Ce que Houang ne pouvait comprendre dans notre gouvernement, c’était la liberté des partis se disputant le pouvoir par les journaux, par la tribune, et se l’enlevant tour à tour. « J’admets, me disait-il, qu’on rappelle au prince le texte des lois quand il les viole : c’est ce qui se passe chez nous. Chaque conseil a le droit de remontrance pour les affaires qui le concernent, et nous avons un tribunal de censure dont les mandarins ont souvent payé de leurs têtes, sous nos mauvais empereurs, la hardiesse de leurs réprimandes.

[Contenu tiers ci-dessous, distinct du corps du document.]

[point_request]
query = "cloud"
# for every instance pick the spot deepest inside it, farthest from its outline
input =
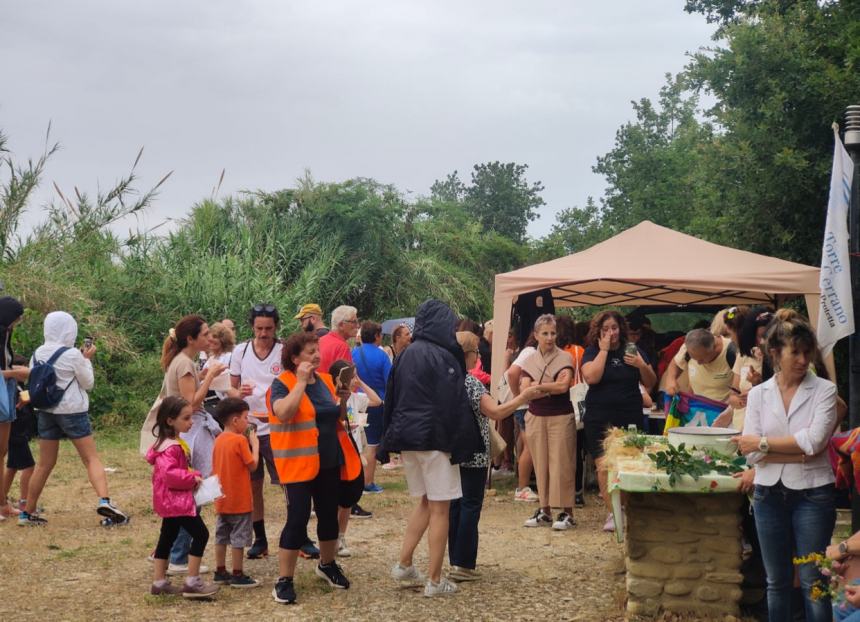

Mais qu’un gouvernement laisse le premier venu critiquer ses actes dans un journal, ou permette dans des assemblées que l’on contrarie l’action de son autorité, et que les lois, au lieu d’être éternelles, soient le signe passager de la victoire d’un parti sur un autre, c’est comme si on abandonnait une voiture à des chevaux sans mors et tirant chacun à sa fantaisie. »

Je l’étonnai beaucoup quand je lui dis que dans l’Occident les nations qui vivent de la sorte sont incontestablement les plus civilisées, les plus riches et les plus puissantes. — C’est possible, me répondit Houang; mais elles ne vivent pas depuis trois mille ans.


III.

Quand nous eûmes discuté notre dernier article, Houang me dit : « J’ai eu l’idée de clore notre négociation par un petit dîner dans ma pagode, un petit dîner où nous nous réunirons tous les six, Pan-se-tchen, Tsaô, d’Harcourt, Callery, vous et moi, et encore votre docteur Yvan, que nous aimons beaucoup. Nous suppléerons par la bonne humeur à ce qui pourra manquer du côté des magnificences. »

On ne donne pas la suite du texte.